Effects of stocking densities

Previous studies in rainbow trout and gilt-head sea bream demonstrate that being held at high densities results in decreased HPI-axis reactivity following exposure to an acute stressor (McKenzie et al., 2012; Barton et al., 2005). This is in accordance with our study, showing generally lower plasma cortisol levels in fish held in the highest density for 28 days when exposed to an acute stressor. Madaro et al. (2015) reported a similar suppression of HPI-axis reactivity in salmon exposed to repeated unpredictable chronic stress, and they suggested that this type of change was related to increased allostatic load. However, allostatic load may affect HPA/HPI activity in different ways, including decreased resilience and hyperreactivity (Korte et al., 2007; McEwen, 1998). In this scenario, the higher cortisol levels induced by acute crowding stress in fish held at low density might be an effect related to chronic stress. The fact that indications of a higher level of aggressive behavior, such as elevated oxygen consumption and scale loss, have been observed in densities of 25 kg m−3 (Laursen et al., 2015) might put some support to increased allostatic load in fish kept at low densities. Still, our study demonstrates that, generally, lower plasma cortisol levels in trout held at the highest density are associated with reduced 5-HT turnover in the telencephalon. This alludes to mammalian studies that show that chronic stress results in decreased brain serotonergic (5-HTergic) responsiveness and metabolism, which have been suggested to indicate allostatic load (reviewed by Beauchaine et al., 2011). Taken together, this suggests that reduced HPI-axis reactivity and changes in telencephalic 5-HT production and/or metabolisms are associated with allostatic load in fish.

Generally, chronic-stress-induced lowering of HPI-axis reactivity seems to be associated with decreased GR1 and GR2 mRNA levels in the POA (Madaro et al., 2015). Furthermore, studies in mammals show that these receptors are involved in allostatic processes. For example, the neurodegenerative effects of glucocorticoids in limbic structures are mediated by GRs (for references, see Zhang et al., 2006). In line with this, Madaro et al. (2015) suggested that the suppressive effect of chronic stress on GR receptors in teleosts was related to feedback mechanisms protecting against the apoptotic effects of cortisol. Moreover, in mammals, the transcription of the 5-HT1A receptor gene is negatively regulated by glucocorticoids in the limbic system, an effect that is mediated both by MRs and GRs (Lanfumey et al., 2008). Interestingly, stimulation of 5-HT1A has been associated with increased neurogenesis in limbic structures (Dranovsky and Hen, 2006). Moreover, the positive relationship between stress coping ability, learning and hippocampal neurogenesis puts further support to a central role of 5-HT in allostatic processes (Lyons et al., 2010). In addition, effects on 5-HT1A and GR mRNA levels of allostatic load and chronic stress have been associated with increased levels of CRF mRNA in limbic structures of mammals (Fuchs and Flügge, 2003). In alignment with this, chronic stress has been shown to increase CRF mRNA levels in the POA (Chakravarty et al., 2013; Piato et al., 2011; Doyon et al., 2005).
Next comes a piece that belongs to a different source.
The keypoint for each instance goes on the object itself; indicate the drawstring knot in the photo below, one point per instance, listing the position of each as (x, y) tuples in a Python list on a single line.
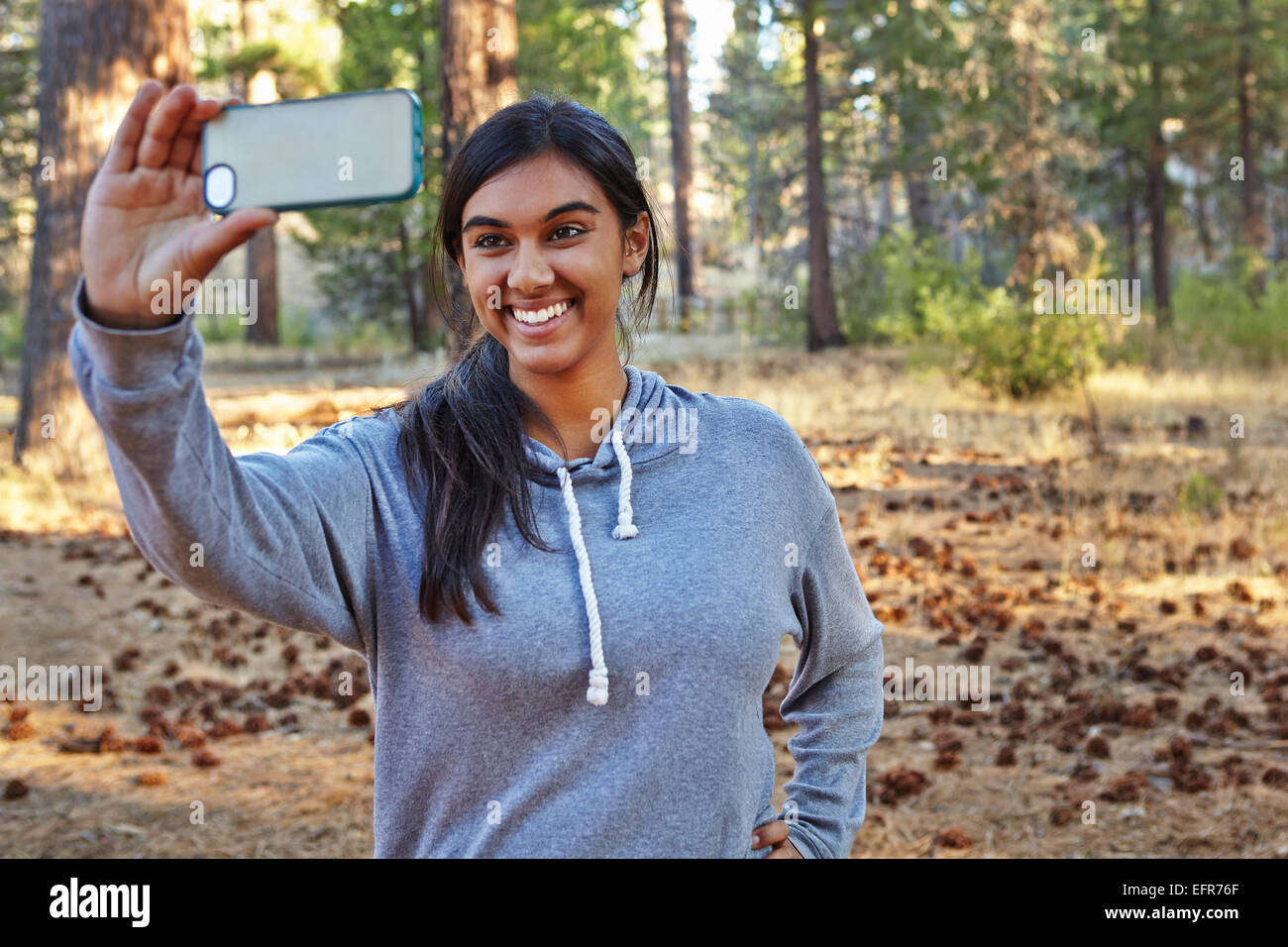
[(625, 530)]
In view of the above studies, our result showing no effect of crowding on mRNA levels in the telencephalon of MR, GR or 5-HT1A, or on expression of genes encoding for proteins involved in CRF transmission, may seem surprising. However, it is important to bear in mind that this study did not include regional differences in gene expression and neurochemistry. One reason why the lowered cortisol levels observed in fish kept at high densities was only reflected in 5-HT turnover and metabolism could be that this neurotransmitter also acts as a neuromodulator, diffusing through large areas of the nervous system. Further studies, of neurochemistry and gene expression in regions with limbic functions, may reveal important functions of proteins involved in cortisol, 5-HT and CRF transmission in allostatic processes in fish. Moreover, it has been shown that chronic social stress resulted in decreased ACTH-stimulated cortisol production in rainbow trout (Jeffrey et al., 2014), accentuating that effects downstream of the pituitary also have to be included when investigating allostatic processes in fish.

Conclusions

In this study, we report increased plasma cortisol levels and 5-HT turnover in the telencephalon 0–1 h after an acute stressor. At 4 h post-stress, these measurements returned back to basal levels. At this time point, 5-HT1Aα and MR mRNA levels in the telencephalon showed lower levels compared with at 1 h post-stress. This downregulation of mRNA indicates that 5-HT1Aα and MR are under feedback control and take part in post-stress HPI-axis downregulation in fish.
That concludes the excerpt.